In a recent survey of auto industry executives by auditing giant KPMG, it was revealed that their outlook on the future of battery EVs was less than sunny. Those polled cited infrastructure problems and long charge times as the likely killers of the current wave of electric cars, though whether that is indicative of entrenched thinking from longtime industry vets or a fair and frank exploration of the system is unclear given charging advancements by companies like Tesla.
Despite the negativity, OEMs are clearly taking the advice of the sages at Wu-Tang Financial and diversifying their bonds, because there has been a combined investment by these companies in BEV and hybrid technology in the billions of dollars.
The US has long been a driver of the kinds of environmental regulations that spur clean vehicle technology, though China is quickly becoming a leader in this field, seeking to move away from its image as a smog-choked, acid rain-doused hellscape.

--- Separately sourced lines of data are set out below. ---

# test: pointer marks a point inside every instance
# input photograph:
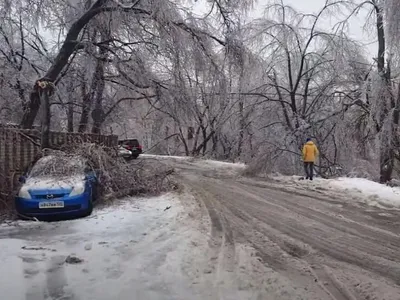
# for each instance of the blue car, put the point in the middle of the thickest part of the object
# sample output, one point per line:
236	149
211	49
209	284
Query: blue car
57	187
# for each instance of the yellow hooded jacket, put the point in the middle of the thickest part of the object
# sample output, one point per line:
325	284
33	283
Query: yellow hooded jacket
310	152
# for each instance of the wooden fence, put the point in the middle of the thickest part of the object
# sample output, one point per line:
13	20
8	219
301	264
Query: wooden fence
19	148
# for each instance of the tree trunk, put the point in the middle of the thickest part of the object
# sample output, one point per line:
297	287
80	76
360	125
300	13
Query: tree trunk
46	119
70	116
386	151
69	46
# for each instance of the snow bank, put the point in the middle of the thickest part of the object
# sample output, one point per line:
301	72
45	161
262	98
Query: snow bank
220	164
372	190
347	188
166	156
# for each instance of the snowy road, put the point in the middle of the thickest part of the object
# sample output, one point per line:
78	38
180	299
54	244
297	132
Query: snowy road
223	237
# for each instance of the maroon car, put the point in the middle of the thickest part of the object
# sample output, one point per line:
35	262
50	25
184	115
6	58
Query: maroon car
132	145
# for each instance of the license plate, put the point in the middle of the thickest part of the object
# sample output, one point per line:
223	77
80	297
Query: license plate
53	204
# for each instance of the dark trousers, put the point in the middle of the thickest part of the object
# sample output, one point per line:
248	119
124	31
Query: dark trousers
309	169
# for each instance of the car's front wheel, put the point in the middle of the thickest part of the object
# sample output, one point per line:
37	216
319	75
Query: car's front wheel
89	209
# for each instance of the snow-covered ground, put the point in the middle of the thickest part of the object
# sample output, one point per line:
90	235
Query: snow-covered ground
360	189
135	250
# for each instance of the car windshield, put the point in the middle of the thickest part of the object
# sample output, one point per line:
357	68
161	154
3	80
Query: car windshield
60	166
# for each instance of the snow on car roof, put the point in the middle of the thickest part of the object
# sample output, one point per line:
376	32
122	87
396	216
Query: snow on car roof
58	165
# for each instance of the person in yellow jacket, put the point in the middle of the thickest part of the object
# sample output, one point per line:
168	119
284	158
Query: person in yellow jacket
310	153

Several Chinese manufacturers have already vowed to remove internal combustion engines from their fleets in the coming years.
"There is no question that automakers are adapting to stricter vehicle efficiency standards around the world, and electrification is a big part of that equation even as manufacturers continue to squeeze MPG out of internal combustion engines," Gary Silberg, Automotive Sector leader at KPMG, said in a statement. "What's unclear is the value proposition for consumers, especially on vehicles outside of the high-end, premium market."
Auto execs aren't the only skeptics out there when it comes to electric vehicles. The KPMG survey also pinged 2,100 consumers in 42 countries in hopes of finding out where their car-buying currency might go in the next five years. The study suggested that fully 50 percent of buyers outside the US would go for a hybrid vehicle, while only 13 percent would commit fully to a battery electric vehicle. Inside the US, buyers are apparently still wed to the internal combustion engine with 54 percent of those surveyed planning to remain faithful to guzzolene.
This survey seems to paint a picture of the kind of tipping point we're at when it comes to electric vehicles. For many, the realities of EV ownership just aren't feasible; whether that's due to long commutes or lack of charging in their city, though as battery technology advances those limitations will inevitably become less of an issue. Hybrids are an easier pill to swallow, but the potential costs of replacing an expensive battery pack plus all the expense of maintaining an internal combustion engine can be a little scary.
We'll have to see where governmental regulations and natural resource scarcity steer us steer us in the coming years to see whether KPMG's results ring true.